Ma prima che l’opinione pubblica si affretti a dichiarare che Soros e Trump sono ora grandi amici a causa della condivisione di una comune nemesi, il filantropo miliardario democratico ha chiarito che oltre a cercare un sostituto per Xi, sarebbe altrettanto felice se anche Trump se ne andasse poiché “siamo in una guerra fredda che minaccia di trasformarsi in una calda”. Se “Xi e Trump non fossero più al potere, si presenterebbero maggiori opportunità per sviluppare una maggiore cooperazione tra le due superpotenze informatiche”. Cooperazione che sarebbe resa possibile e governata da “qualcosa di simile al trattato delle Nazioni Unite sorto dopo la seconda guerra mondiale”. In altre parole, un’organizzazione modellata sulla società aperta di Soros.
Tuttavia, mentre l’attacco aggressivo in 3295 parole di Soros alla Cina ha colto molti di sorpresa, quello che appare altrettanto notevole è stata la risposta della Cina alle critiche feroci di Soros: nessuna.
In effetti, la Cina ha chiarito che, a suo parere, le parole di Soros hanno la stessa importanza delle “dichiarazioni di certe persone, che scambiano il nero con il bianco e distorcono i fatti, sono completamente inutili e non degne nemmeno di una replica”.
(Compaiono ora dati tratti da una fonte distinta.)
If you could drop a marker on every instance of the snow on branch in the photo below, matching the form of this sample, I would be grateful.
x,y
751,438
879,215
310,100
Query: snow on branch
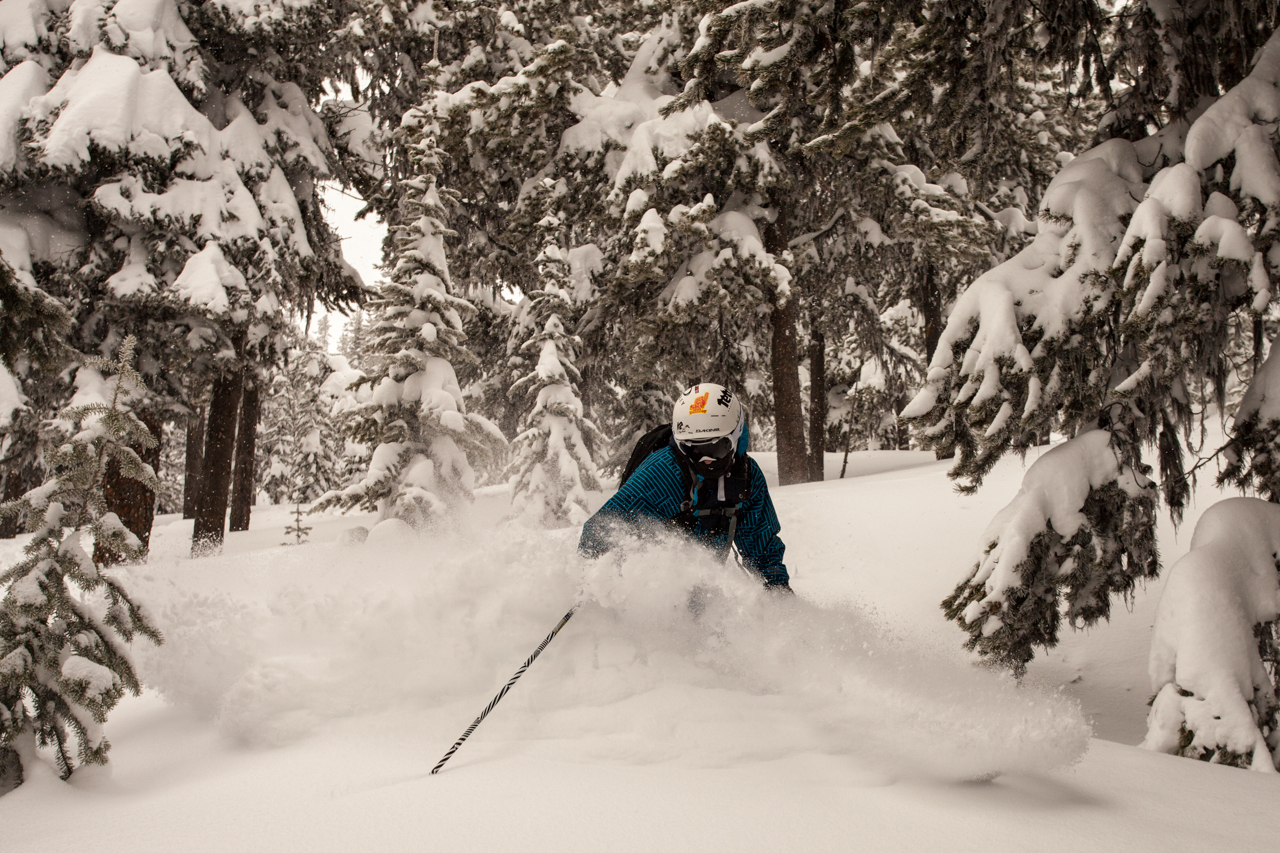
x,y
1080,527
1214,646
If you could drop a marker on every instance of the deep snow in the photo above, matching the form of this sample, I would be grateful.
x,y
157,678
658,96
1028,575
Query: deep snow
x,y
304,693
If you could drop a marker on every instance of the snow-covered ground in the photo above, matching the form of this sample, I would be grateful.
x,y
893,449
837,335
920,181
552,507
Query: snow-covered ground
x,y
305,693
Certo, il modo migliore per Pechino di rispondere alle insinuazioni e alle accuse pesanti di Soros è semplicemente ignorarle, affermando implicitamente che Soros non è solo annebbiato dalla senilità, ma ideologicamente schierato e che “distorce i fatti”. In parole povere: degno nemmeno di un confutazione.
Detto questo, Soros ha preso di mira non solo la Cina, ma anche la Russia, dicendo “Mi sono concentrato sulla Cina, ma le società aperte hanno molti altri nemici, tra cui la Russia di Putin.” E a differenza della Cina, la risposta della Russia alle osservazioni di Soros è stata un po ‘più esplicita, con il ministro della Russia per lo sviluppo economico Maksim Oreshkin che ha affermato: “Washington dovrebbe concentrarsi su come risolvere i problemi interni invece di cercare nemici esterni per incolparli di qualcosa”.
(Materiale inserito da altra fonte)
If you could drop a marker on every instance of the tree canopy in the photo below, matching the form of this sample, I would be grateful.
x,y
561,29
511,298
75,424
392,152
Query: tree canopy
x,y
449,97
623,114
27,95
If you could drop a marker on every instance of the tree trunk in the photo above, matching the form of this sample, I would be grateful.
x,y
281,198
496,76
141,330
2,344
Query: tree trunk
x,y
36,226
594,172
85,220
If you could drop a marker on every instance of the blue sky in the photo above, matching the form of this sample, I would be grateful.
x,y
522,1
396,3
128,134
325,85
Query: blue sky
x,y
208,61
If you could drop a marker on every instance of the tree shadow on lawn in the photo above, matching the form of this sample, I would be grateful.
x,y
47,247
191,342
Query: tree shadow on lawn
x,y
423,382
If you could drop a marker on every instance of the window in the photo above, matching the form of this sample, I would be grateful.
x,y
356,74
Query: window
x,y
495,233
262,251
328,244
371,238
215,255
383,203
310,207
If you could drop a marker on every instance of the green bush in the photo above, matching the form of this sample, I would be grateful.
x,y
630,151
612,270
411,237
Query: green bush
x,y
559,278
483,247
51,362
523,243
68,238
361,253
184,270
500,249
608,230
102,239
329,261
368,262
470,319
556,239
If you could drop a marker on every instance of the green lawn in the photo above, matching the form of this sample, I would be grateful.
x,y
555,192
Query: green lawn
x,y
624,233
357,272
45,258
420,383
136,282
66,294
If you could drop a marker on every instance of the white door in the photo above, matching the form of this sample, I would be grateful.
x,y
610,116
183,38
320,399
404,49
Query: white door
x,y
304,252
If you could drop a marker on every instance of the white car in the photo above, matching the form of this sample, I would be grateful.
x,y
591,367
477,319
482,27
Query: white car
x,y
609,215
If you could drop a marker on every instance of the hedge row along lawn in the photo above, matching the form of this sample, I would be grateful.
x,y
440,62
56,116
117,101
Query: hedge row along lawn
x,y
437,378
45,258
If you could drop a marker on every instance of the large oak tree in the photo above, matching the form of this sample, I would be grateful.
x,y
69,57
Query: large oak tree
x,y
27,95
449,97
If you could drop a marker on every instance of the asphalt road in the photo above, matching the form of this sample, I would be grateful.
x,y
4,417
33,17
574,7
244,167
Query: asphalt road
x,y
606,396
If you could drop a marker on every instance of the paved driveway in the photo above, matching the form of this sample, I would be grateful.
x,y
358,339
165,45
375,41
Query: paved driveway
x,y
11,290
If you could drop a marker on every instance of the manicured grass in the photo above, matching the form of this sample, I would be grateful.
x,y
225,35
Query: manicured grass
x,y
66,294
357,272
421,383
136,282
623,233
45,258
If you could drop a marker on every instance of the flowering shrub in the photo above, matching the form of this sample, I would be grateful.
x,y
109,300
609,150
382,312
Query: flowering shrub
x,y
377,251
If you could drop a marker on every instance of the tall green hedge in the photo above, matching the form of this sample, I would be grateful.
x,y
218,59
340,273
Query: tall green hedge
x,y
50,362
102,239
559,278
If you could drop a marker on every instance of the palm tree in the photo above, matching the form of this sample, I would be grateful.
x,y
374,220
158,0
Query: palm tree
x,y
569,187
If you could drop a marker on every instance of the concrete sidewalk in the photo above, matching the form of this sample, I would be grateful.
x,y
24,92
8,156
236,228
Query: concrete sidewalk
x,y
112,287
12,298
Secondo Oreshkin, gli Stati Uniti dovrebbero smettere di cercare di incolpare altri per i problemi delle “società aperte”, ma cercare la radice dei suoi problemi in casa propria.
“Guarda cosa sta succedendo in America. Negli ultimi 30 anni il reddito reale della classi medie e inferiori non è cresciuto quasi per nulla. Le spese per l’assistenza sanitaria e l’istruzione sono aumentate di poco, anche tenendo conto dell’inflazione “, ha detto Oreshkin a RT durante una conferenza stampa a Davos. “Naturalmente, ha portato alla crescita del dissenso in America, diventando uno dei fattori che ha portato Donald Trump, con tutta la sua peculiare retorica, a diventare il presidente.”
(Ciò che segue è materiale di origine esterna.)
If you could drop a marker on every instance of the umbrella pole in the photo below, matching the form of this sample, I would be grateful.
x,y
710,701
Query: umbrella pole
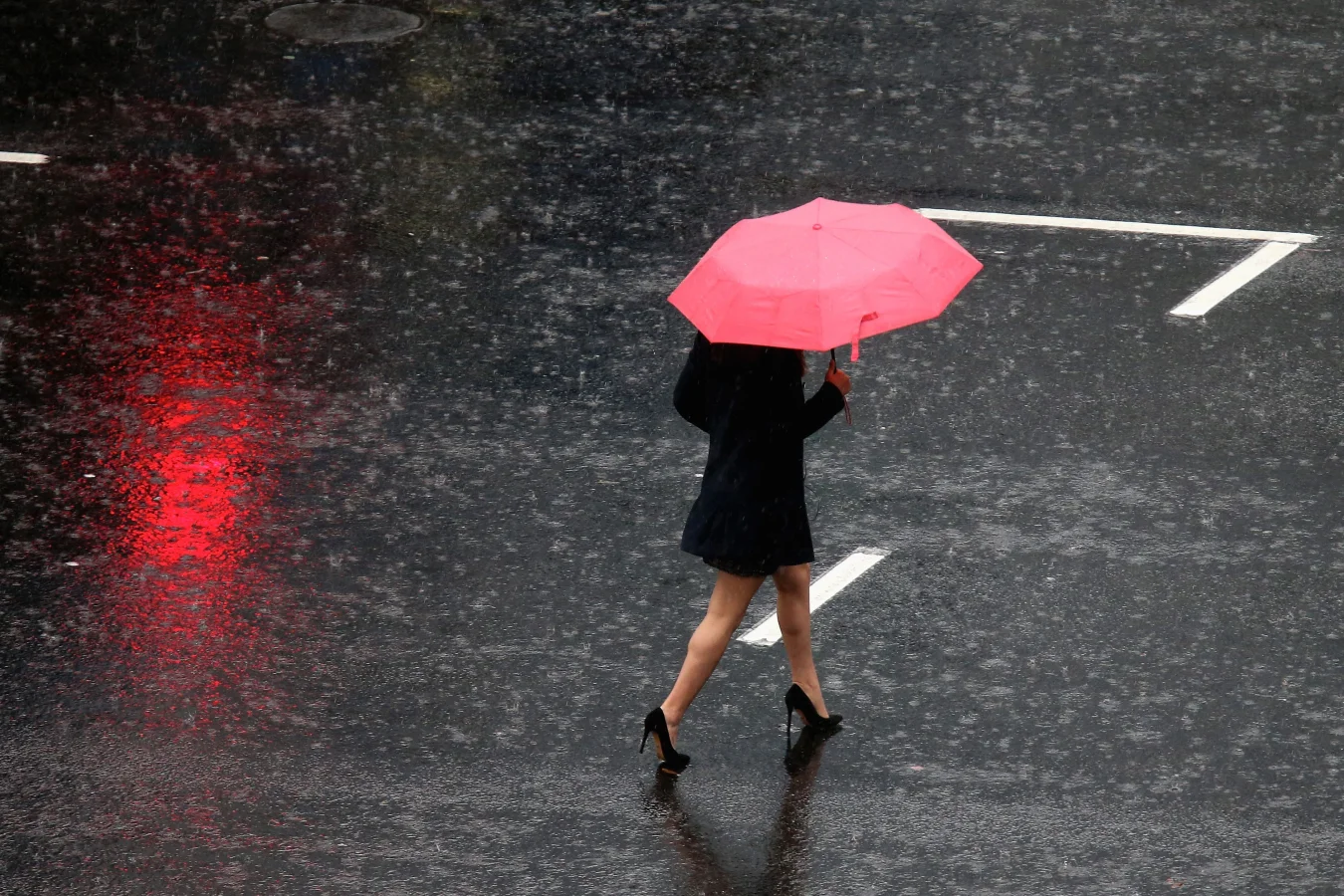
x,y
848,421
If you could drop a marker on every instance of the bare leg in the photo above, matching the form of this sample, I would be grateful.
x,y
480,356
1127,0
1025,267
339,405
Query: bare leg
x,y
794,615
728,606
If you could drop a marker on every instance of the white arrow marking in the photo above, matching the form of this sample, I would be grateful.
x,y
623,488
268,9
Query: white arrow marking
x,y
821,590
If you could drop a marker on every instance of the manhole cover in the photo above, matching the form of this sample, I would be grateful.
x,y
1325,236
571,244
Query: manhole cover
x,y
341,22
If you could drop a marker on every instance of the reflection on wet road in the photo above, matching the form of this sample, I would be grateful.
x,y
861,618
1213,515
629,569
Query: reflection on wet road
x,y
194,418
340,485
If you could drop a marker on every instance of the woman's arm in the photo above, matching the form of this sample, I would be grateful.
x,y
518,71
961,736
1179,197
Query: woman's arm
x,y
688,395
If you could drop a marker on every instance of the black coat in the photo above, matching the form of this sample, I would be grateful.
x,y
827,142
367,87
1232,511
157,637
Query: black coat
x,y
749,399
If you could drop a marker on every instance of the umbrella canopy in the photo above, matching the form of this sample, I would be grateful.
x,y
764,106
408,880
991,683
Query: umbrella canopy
x,y
822,274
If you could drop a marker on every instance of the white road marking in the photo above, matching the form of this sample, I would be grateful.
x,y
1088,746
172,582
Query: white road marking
x,y
821,590
24,157
1248,269
1278,246
1116,226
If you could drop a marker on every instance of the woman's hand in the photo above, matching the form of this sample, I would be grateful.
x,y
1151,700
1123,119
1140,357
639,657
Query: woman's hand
x,y
837,377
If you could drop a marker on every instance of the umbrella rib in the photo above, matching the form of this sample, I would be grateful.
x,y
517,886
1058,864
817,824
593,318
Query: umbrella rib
x,y
870,257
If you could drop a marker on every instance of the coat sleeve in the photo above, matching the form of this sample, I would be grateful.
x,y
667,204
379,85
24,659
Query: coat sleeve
x,y
688,395
818,408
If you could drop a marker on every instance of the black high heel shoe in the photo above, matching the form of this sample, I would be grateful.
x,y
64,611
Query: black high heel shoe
x,y
674,762
795,700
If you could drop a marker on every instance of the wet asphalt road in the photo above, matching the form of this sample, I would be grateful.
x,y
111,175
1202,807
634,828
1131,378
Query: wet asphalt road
x,y
342,488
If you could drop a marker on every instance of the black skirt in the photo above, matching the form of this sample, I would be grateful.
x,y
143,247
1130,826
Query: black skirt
x,y
746,568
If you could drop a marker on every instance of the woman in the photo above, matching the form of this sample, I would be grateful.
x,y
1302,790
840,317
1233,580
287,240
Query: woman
x,y
750,520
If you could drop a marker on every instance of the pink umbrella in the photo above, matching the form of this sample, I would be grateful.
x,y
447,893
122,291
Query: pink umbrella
x,y
822,274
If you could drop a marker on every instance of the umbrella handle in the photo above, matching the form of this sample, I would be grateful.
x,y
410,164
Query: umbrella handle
x,y
848,421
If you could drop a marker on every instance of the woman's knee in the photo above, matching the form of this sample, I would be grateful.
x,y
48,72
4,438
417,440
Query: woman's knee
x,y
793,581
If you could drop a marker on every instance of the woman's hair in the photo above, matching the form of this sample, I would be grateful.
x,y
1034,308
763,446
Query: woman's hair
x,y
741,354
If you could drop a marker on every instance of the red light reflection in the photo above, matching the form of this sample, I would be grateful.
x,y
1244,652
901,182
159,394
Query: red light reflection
x,y
191,615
Il russo ha poi colpito il bersaglio: “i problemi sono all’interno degli Stati Uniti: un nemico esterno, che li ostacola e causa tutti i problemi negli Stati Uniti – sia la Russia che la Cina – serve semplicemente a sviare l’attenzione dalla realtà”.
Il funzionario ha avvertito che un tale approccio – espresso da Soros e da altre figure dell’élite americana – non fa altro che favorire uno scontro, che alla fine danneggia gli stessi Stati Uniti, impedendo la crescita economica in tutto il mondo.
“Fino a quando ogni paese si renderà conto che i problemi risiedono, soprattutto, all’interno di sè stessi e non provenienti da alcune forze esterne, tale mentalità persisterà e continueremo a sentire dichiarazioni di questo tipo”, ha aggiunto Oreshkin, anche se crediamo che chiunque avesse trasmesso questo importante messaggio sarebbe stato additato come un agente del Cremlino e bollato come divulgatore di “fake news”.